Californians are largely responsible for producting huge quantities of inexpensive Sauvignon Blanc of most often a citrus or other fruit flavored style. When well balanced with acid, I can drink this, but it's not my favorite. More grassy styles are often labelled "Fume Blanc" which is the same grape with a different marketting name. I enjoy the wines from Dry Creek and Murphy-Goode. The later's Fume Blanc is an especially good value. In general, I steer towards Sauvignon Blanc's from the Sonoma Valley in California. Unfortunately, the prices of all wines from this region have been inching up over the years.

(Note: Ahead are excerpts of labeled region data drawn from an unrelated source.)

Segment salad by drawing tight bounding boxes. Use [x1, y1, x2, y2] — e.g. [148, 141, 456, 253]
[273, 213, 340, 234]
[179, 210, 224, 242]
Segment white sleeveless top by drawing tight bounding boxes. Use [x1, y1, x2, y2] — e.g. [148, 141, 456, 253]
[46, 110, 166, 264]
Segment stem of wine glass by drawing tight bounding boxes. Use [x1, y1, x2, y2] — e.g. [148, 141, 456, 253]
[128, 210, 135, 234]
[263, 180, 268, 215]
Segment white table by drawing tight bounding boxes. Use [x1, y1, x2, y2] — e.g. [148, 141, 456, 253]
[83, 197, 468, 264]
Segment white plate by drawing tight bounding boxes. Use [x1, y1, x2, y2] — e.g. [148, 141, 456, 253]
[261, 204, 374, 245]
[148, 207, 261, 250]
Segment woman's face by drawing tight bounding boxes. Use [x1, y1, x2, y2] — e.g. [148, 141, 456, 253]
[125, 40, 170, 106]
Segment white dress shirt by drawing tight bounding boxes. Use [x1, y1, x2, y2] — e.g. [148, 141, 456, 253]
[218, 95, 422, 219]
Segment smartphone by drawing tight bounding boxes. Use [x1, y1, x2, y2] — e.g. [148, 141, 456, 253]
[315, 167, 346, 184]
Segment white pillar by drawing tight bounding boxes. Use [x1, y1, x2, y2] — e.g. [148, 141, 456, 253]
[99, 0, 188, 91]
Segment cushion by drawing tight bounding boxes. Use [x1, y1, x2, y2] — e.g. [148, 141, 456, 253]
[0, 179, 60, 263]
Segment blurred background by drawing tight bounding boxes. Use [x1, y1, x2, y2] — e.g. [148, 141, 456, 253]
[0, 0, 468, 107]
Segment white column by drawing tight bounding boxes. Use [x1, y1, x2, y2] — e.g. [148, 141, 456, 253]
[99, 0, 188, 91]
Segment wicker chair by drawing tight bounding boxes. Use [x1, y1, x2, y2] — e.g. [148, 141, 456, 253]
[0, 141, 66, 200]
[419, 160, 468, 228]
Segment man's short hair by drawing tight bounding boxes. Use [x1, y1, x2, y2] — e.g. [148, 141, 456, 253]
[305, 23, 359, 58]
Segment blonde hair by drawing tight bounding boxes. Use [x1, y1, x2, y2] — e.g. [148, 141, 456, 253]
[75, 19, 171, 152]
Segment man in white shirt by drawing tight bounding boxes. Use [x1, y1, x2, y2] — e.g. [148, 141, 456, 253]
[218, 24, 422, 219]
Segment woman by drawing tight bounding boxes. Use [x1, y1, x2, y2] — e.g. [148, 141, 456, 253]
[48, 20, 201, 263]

New Zealand has recently been taking the Sauvignon Blanc world by storm, most notably with wines from the Marlbourgh region. Just about any Sauvignon Blanc from this region is excellent. Cloudy Bay is the landmark wine from the region and is responsible for "breaking" it in the minds of many wine writers. It's fame is starting to cause the price to creep up, however. Goldwater is another great one I'm a fan of, along with Villa Maria. Both of these are really value-priced. One interesting thing to note is that many of the New Zealand folks have started using screw-top openings for their Sauvignon Blanc. It's a low-risk approach, actually, as this wine isn't usually kept around for very long -- so while nobody really knows if screw tops are a smart idea for aging wine, it's safe here. And approximately 2% of all wine ends up being "corked" because of bad or contaminated cork closures.
South Africa also makes some very nice wines. I've become a fan of Maulderbach's (sp?) Sauvignon Blanc. It has a very distinctive label (a long vertical stripe the entire height of the bottle) and thus is easy to spot even though I can't properly spell the name. I think it's priced just a tad higher than I would ideally like -- but it's not so expensive that you shouldn't give it a try if you can find it.
So, the end of all of this explaination is that recently I've been so tired from work that when selecting between all of these excellent white wines to drink, the ones with the screwtop have been chosen more often than not because...well, they're easier to open.
As my father once said to a student in class -- "That's Pathetic!"